[Blogger’s Note: This originally ran as a item in the Larry the Free Software Guy blog in June 2011. I am repeating it here in order to urge those who use CrunchBang to donate to the distro at the link here, and the way this can be done relatively painlessly — and how we all benefit — is explained below. Thanks, and a report from SCALE 10X is forthcoming -Larry.]
During my campaign for Insurance Commissioner of California in 2006 — where I just missed being elected to state office by a mere 46.5 percent of the vote — one of my campaign fundraising materials was a handout with a sandwich on it. It said, in effect, that if you give up one of these a week and send the money — $5 per week, in this case — to the campaign, you could have proper representation in Sacramento.
[It should be noted that, as a Green Party candidate, I did not take corporate campaign donations — not that any were forthcoming — so I needed a lot of sandwiches to mount an effective campaign. Thank goodness for FOSS, since I didn’t have to buy any software, but that’s another story.]
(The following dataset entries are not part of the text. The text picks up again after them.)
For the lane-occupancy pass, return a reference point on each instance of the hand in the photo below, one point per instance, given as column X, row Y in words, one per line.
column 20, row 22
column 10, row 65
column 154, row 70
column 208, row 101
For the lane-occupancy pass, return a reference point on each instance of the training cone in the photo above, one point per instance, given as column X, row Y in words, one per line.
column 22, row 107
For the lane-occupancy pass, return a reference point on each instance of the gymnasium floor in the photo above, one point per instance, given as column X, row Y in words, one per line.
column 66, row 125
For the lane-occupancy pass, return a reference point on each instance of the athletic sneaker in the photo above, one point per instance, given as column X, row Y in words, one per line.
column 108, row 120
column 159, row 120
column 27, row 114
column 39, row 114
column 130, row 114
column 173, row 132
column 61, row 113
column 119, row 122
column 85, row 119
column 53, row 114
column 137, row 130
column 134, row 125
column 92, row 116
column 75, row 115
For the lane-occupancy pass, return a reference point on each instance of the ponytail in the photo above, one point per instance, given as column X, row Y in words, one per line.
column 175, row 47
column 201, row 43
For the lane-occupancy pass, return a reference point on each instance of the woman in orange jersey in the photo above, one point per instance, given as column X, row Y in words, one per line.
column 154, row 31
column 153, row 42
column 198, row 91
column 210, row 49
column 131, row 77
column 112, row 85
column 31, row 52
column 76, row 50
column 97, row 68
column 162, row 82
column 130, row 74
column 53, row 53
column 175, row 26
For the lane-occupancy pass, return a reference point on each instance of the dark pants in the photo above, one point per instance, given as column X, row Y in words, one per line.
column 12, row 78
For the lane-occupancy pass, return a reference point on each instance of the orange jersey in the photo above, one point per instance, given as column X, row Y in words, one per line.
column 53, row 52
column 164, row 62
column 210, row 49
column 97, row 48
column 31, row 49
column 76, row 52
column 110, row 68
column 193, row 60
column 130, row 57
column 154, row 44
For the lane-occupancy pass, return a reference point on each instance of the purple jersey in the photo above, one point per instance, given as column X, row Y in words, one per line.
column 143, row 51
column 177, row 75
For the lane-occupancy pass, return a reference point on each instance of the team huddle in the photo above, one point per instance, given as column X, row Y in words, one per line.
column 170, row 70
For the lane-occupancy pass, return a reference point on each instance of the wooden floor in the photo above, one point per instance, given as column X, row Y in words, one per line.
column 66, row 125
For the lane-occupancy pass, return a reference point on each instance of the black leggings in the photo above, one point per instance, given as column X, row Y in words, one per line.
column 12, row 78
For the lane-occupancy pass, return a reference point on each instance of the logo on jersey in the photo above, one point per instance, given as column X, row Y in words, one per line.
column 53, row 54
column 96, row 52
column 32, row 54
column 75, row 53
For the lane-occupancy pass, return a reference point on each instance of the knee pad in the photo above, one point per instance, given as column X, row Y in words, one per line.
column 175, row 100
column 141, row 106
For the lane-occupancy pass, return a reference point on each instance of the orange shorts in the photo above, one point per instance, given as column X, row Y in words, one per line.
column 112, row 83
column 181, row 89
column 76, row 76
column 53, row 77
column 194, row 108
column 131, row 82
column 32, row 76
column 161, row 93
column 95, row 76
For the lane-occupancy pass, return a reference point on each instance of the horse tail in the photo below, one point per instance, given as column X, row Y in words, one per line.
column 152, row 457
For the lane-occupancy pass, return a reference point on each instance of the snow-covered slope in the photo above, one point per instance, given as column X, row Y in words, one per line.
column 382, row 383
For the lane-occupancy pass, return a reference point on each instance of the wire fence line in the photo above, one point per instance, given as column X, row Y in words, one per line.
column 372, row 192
Yesterday’s blog item about the Ubuntu earrings that are being used as a fundraiser for Partimus started me thinking about how some people shy away from donating to groups or, in our case, FOSS projects because they think it takes a lot up front.
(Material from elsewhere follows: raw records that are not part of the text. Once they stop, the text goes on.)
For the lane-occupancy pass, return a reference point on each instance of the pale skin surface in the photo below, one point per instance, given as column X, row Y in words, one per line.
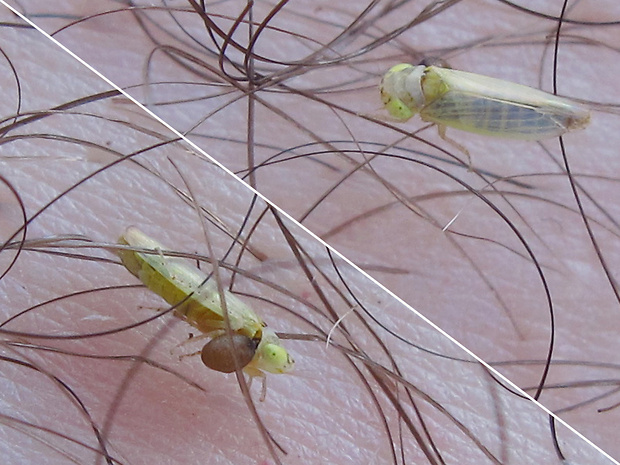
column 185, row 410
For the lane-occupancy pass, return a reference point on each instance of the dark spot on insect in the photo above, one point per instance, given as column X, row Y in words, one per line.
column 220, row 353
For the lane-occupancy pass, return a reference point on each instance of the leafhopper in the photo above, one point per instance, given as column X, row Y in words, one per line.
column 478, row 104
column 250, row 344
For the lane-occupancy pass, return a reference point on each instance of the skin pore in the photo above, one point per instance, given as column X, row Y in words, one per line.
column 322, row 413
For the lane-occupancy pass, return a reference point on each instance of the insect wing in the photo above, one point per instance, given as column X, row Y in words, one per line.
column 179, row 283
column 494, row 107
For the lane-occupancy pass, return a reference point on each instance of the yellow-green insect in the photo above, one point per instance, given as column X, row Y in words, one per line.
column 478, row 104
column 255, row 347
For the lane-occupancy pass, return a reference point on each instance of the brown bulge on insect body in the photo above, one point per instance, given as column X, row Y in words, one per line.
column 220, row 353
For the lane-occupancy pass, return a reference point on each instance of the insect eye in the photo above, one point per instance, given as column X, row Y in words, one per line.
column 220, row 353
column 275, row 359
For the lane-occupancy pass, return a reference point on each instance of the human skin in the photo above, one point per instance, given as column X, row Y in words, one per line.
column 585, row 335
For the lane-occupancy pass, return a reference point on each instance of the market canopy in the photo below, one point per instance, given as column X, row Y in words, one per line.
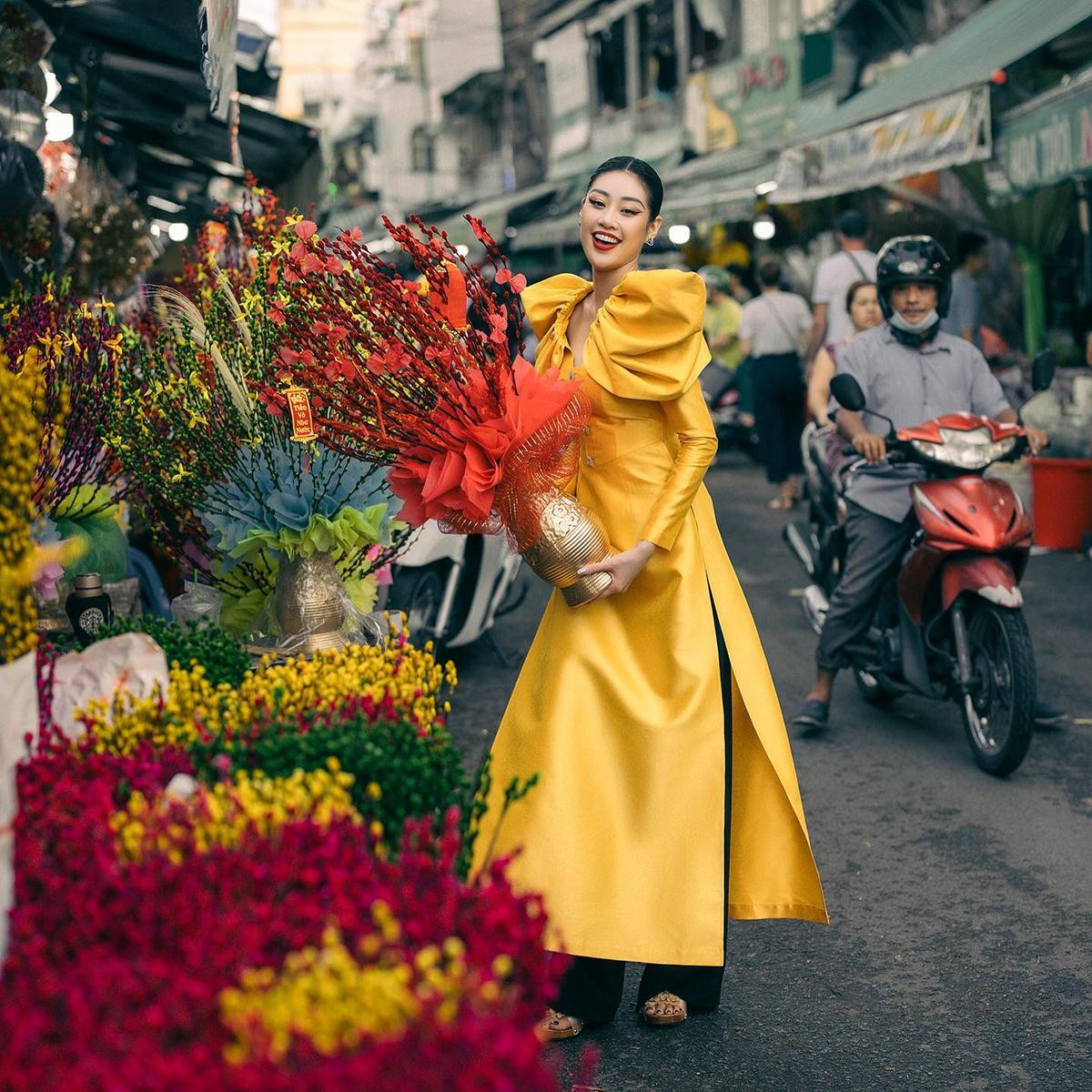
column 137, row 72
column 931, row 114
column 995, row 37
Nope, it doesn’t have to. It takes one sandwich at a time. Or coffee. Or dessert. Giving up one of these just once a week, multiplied by a significant number of people, can put some well-deserved projects in some pretty good financial shape.
It’s very simple — instead of having that grande iced mochajavafrappamacchiato at Starbucks today, send the money via PayPal to a FOSS project that you use regularly, as a way of saying, “Thanks.”
Give to Partimus, the project that is putting Linux-based computer labs in low-income schools in Northern California (or buy a pair of earrings). Or the HeliOS Project, since “a child’s exposure to technology should never be predicated on the ability to afford it.”
The possibilities only end at the number of FOSS programs that are taking donations. Go to the programs that you use and look for a “donate” button.
Then give ’em a sandwich.
[Extra points to whomever can identify which song the title of this blog comes from. No Googling.]
(Larry Cafiero is one of the founders of the Lindependence Project and has just started developing software at Redwood Digital Research, a consultancy that provides FOSS solutions in the small business and home office environment.)